During his time in office, Yar’Adua battled with pericarditis, an inflammation of the pericardium, which prevented him from effectively carrying out his Presidential duties.
This led to his absence from public life, creating a dangerous situation for the nation.
Despite these challenges, Yar’Adua is known for his 7-Point agenda, which was a key policy framework during his administration.
He also initiated the amnesty program for Niger Delta Militants, aimed at addressing the conflict and violence in the region.
Yar’Adua is the fourteenth president on the list of all Nigerian Presidents.
15. Goodluck Ebele Azikiwe Jonathan (2010-2015)
Jonathan, born in 1957 in what is now Bayelsa State, hails from a family of canoe traders. He earned a B.Sc. degree in zoology with second-class honors, an M.Sc. degree in hydrobiology and fisheries biology, and a Ph.D. degree in zoology from the University of Port Harcourt.

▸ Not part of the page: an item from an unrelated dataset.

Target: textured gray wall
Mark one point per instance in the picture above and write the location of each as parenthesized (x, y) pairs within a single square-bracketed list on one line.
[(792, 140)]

Upon becoming acting President following the death of Yar’Adua, whom he deputized, Jonathan made electoral reforms and anti-corruption the main focus of his government. However, the fight against Boko Haram insurgency dominated most of his administration’s efforts.
Nonetheless, Jonathan’s administration succeeded in containing the insurgency by the end of his tenure. Jonathan was commended for not interfering with election results in the country.
He was also credited with revitalizing the country’s dormant railway sector during his regime, and telecommunications and internet penetration increased under his rule. His administration was praised for handling the Ebola crisis effectively, preventing a larger catastrophe.
After winning the presidential election in 2011, Jonathan was unable to secure a second term in 2015.
Buhari, a former military dictator who transitioned to democracy, made a successful bid for the presidency in 2015 after three previous unsuccessful attempts.
He was inaugurated on May 29, 2015, and became the second former military leader to be elected President in Nigeria.
Buhari ran as the candidate of the APC, an alliance of several opposition parties, and his victory marked the first time an incumbent president had been defeated in Nigeria’s democratic history.
As of now, he is the final president on this list of all Nigerian Presidents which means his tenure is ending in few weeks as the forth coming election for the next president of Nigeria.
Buhari’s administration also implemented the National Economic Recovery and Growth Plan (ERGP), which helped the country recover from its worst recession in 29 years despite a drop in oil prices.
Who will be the next president of Nigeria? In couple of weeks to come, either Asiwaju Bola Ahmed Tinubu, Peter Obi, or Atiku one of these costestant shall be the president of Nigeria and the tenure shall be effective this year.